Ainsi donc, dans la logique ubwenge, « la vérité ne lie pas le juge et ne constitue même pas un objectif de la justice. L’opinion individuelle reste entièrement subordonnée à l’intérêt du groupe. La justice n’est pas de donner à chacun ce qu’il lui est dû, mais de rétablir l’harmonie sociale, respecter la hiérarchie sociale et les règles établies. Ainsi la famille, le clan, la tribu sont un tout dont chaque membre n’est qu’une partie », précise Charles Ntamapaka. Et d’ajouter que la bonne vérité est celle-là même qui ne nuit pas aux intérêts du groupe(Ndlr, tutsipower).

Ce trait de la culture rwandaise contraste nettement de l’hospitalité congolaise, une culture altruiste boostée par la christianisation qui range le mensonge sur la liste des vices à bannir (tu ne mentiras pas).
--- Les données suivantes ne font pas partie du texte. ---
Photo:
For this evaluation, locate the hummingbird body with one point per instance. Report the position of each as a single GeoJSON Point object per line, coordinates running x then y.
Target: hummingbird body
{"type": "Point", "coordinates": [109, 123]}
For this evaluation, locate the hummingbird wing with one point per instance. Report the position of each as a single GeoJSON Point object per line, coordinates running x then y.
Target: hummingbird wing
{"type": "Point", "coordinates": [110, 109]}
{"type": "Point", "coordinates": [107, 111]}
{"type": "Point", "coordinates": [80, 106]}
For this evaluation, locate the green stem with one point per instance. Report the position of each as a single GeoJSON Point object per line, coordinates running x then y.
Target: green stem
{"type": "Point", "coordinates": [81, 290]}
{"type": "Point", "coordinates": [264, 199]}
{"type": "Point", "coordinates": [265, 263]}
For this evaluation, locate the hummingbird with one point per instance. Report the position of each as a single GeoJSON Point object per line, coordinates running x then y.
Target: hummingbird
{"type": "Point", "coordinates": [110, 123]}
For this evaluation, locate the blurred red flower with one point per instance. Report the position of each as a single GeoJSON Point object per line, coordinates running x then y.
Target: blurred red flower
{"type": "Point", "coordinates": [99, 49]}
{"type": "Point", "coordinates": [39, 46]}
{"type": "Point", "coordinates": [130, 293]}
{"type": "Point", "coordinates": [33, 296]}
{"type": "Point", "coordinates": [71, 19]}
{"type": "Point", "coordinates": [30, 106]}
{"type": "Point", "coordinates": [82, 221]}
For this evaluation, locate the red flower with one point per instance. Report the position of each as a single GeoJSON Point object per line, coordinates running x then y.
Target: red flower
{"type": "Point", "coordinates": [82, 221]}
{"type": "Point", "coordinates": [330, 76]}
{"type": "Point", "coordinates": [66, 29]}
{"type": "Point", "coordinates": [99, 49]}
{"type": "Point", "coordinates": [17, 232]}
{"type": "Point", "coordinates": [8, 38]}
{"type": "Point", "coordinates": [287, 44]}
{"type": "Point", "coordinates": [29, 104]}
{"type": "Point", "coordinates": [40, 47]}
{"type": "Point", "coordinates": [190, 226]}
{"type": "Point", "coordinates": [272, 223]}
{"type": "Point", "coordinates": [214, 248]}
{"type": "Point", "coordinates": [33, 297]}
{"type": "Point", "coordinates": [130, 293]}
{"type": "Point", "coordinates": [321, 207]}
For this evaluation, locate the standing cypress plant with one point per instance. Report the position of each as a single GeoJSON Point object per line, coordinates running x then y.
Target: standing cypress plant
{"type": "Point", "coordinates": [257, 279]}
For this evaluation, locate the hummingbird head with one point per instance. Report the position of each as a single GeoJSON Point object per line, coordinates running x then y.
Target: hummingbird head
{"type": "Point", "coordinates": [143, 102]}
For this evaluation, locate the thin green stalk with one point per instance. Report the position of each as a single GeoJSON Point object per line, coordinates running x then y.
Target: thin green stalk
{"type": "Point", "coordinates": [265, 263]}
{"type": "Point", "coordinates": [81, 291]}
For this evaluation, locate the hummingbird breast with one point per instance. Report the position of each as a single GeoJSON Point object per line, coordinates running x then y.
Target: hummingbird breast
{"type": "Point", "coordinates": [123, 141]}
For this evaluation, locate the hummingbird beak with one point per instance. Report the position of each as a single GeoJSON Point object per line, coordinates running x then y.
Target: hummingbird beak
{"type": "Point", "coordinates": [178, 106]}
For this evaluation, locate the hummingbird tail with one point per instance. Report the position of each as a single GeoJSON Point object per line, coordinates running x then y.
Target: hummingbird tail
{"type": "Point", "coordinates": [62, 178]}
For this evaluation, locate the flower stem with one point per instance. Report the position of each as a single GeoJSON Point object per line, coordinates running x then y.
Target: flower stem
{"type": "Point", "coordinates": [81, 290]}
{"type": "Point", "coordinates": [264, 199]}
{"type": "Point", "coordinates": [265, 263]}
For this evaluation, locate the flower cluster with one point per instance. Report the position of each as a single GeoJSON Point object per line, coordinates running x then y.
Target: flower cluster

Et Félix Antoine Tshisekedi, chrétien pratiquant  et scolarisé dans la culture occidentale, bute contre le péril ubwenge en négociant avec Paul Kagame qui baigne dans cet environnement où certains parents inculquent subtilement à leurs enfants, cette ‘intelligence à la rwandaise’ : « ne pas dire ce que l’on a mangé, où l’on va, d’où l’on vient, etc. Il faut répondre vaguement : « Je viens de là-bas », « Je ne sais pas où je vais ».

Le double langage, la dissimulation, la ruse, on l’a vu dans les négociations de paix d’Arusha. Les observateurs étrangers, en voyant les délégués du gouvernement rwandais et ceux du FPR donner des blagues, se parler entre eux en Kinyarwanda, ont cru à une paix déjà gagnée. C’était sans savoir que dans la culture rwandaise : « Dire oui n’empêche pas celui qui refuse de refuser » (kwikiliza ntibibuza uwanga kwanga).

A quoi servirai  le dialoguer avec un génie dans «  l’art du mensonge »?